Can India Achieve 8% GDP Growth This Fiscal?Indias GDP growth was 7.6 percent last fiscal. It was a year of problems, with below average rainfall and consequent low agricultural yield being the main culprit. It was also a year when the RBI kept battling with inflation and did not reduce lending rates to a level where industry could feel comfortable and fresh investments could come in. Yet, a very respectable GDP growth rate was achieved. But the latest figures show that the GDP grew by only 7.1 percent in the first quarter of 2016-17. This is due to a number of reasons, the main being poor performance of the agriculture sector. It grew by only 1.8% in this quarter against an expectation of 2.2%. Then, gross fixed capital formation (GFCF) contracted by 3.1% and might pull the economy back. But these factors are expected to recede in the background in the 3rd and 4th quarters of this year when a good crop and the effect of Seventh Pay Commission award, along with the payment of bonus arrears, start triggering demand.
By Sunil Garodia
RBI governor Raghuram Rajan has been saying that India is growing below its potential. Now Arvind Panagariya, vice-chairman of the Niti Aayog has said that 8% growth is achievable this fiscal. Panagariya backs his contention by saying that while a good monsoon itself is a good mood lifter, the policies of the NDA government will start bearing fruits after the lag effect wears out. The World Bank has also said that India might achieve 8% by 2017 as it shifts from consumption to investment-led growth. There are other voices who have also claimed that India should achieve 8% and then aim for 10% in the following years.

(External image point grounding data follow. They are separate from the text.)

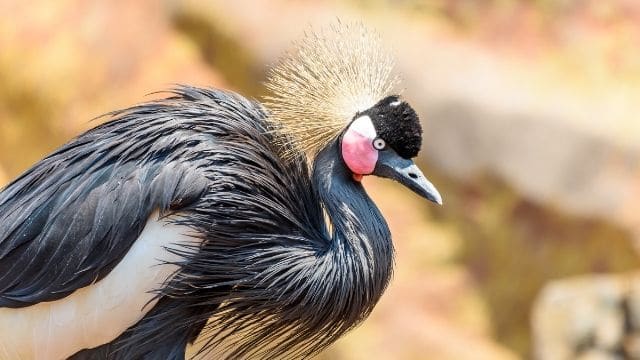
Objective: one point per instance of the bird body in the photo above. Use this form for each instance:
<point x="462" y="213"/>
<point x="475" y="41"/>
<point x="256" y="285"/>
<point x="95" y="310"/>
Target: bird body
<point x="200" y="214"/>
<point x="98" y="313"/>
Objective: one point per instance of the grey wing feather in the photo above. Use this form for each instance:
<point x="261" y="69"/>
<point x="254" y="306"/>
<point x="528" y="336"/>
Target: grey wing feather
<point x="71" y="218"/>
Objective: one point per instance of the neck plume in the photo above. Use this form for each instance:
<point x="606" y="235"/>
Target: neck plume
<point x="361" y="242"/>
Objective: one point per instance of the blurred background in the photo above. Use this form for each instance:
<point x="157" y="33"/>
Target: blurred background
<point x="530" y="110"/>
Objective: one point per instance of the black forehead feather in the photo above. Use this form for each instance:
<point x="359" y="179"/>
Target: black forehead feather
<point x="398" y="125"/>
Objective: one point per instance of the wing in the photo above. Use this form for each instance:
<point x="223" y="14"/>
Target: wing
<point x="71" y="218"/>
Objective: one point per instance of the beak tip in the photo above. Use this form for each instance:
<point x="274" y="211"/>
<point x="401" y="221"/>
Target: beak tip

A good crop means money in the hands of the rural and semi-urban population who are increasingly being seen as the drivers of demand for a host of goods. This has a cascading effect and money flows in the hands of manufacturers of goods who then create demand for other premium goods and services. The rising demand for goods and services induces existing entrepreneurs to bring in investments to expand capacity or new entrepreneurs to start fresh enterprises.
The external factors are also favouring India. Oil and commodity prices are at their historic lows and given the fact that economies are depressed worldwide, there is no chance of a drastic upward revision in these prices in the near term. While low oil prices have meant that the government has a reduced subsidy bill (it has intelligently not passed on the entire relief to the consumer), low commodity prices have benefited industry. The only red flag is on the export front but that too seems to have plateaued out and further drops are not foreseen.
But a host of internal factors also need to be addressed. For investment to pick up along with demand for goods the balance sheets of PSU banks need to be cleaned up and they need to recapitalized, without which it would be difficult for them to lend. With the RBI having put stringent norms in place, lending is expected to become transparent. It will now become data driven and not based on discretion of bankers. The financial health of the borrowing company and its links to other group entities will be put under a finer tooth comb and chances of NPAs will reduce. So recapitalization of PSU banks assumes great importance.
The government has been maintaining fiscal discipline and it needs to continue with that. It also needs to divest in public enterprises to generate funds. It should ideally not be swayed by some profits made this year by perennially loss-making firms like Air India and BSNL and think of getting out of them. Loss making firms are a drag on the governments finances and pull back GDP growth. It should step up investment in infrastructure projects to create demand for industries such as steel and cement, which will then drive the demand for downstream units. At the end of the day, the government is the biggest creator of demand in a developing country but this demand should not be at the cost of sacrificing fiscal discipline. Apart from using budgetary allocations, entities like the railways and roads ministries should be asked to fund their projects through joint ventures, PPPs and raising capital by issuing debt instruments. The public should be made to pay on cost or cost plus basis for services and subsidies should be avoided.
The other economic reforms, including the GST, land and labour should be expedited by involving the states. Since federalism is at the heart of Prime Minister Modis vision for inclusive growth, if the states are made equal partners, they will never prevent what is good for the country. The passage of the GST bill has proved that. If all this is done, one is sure that 8% will become just a number. The real growth will transcend that and will fuel further GDP growth in the coming years. Growing is also a habit like winning. Once imbibed, it is self-fueling.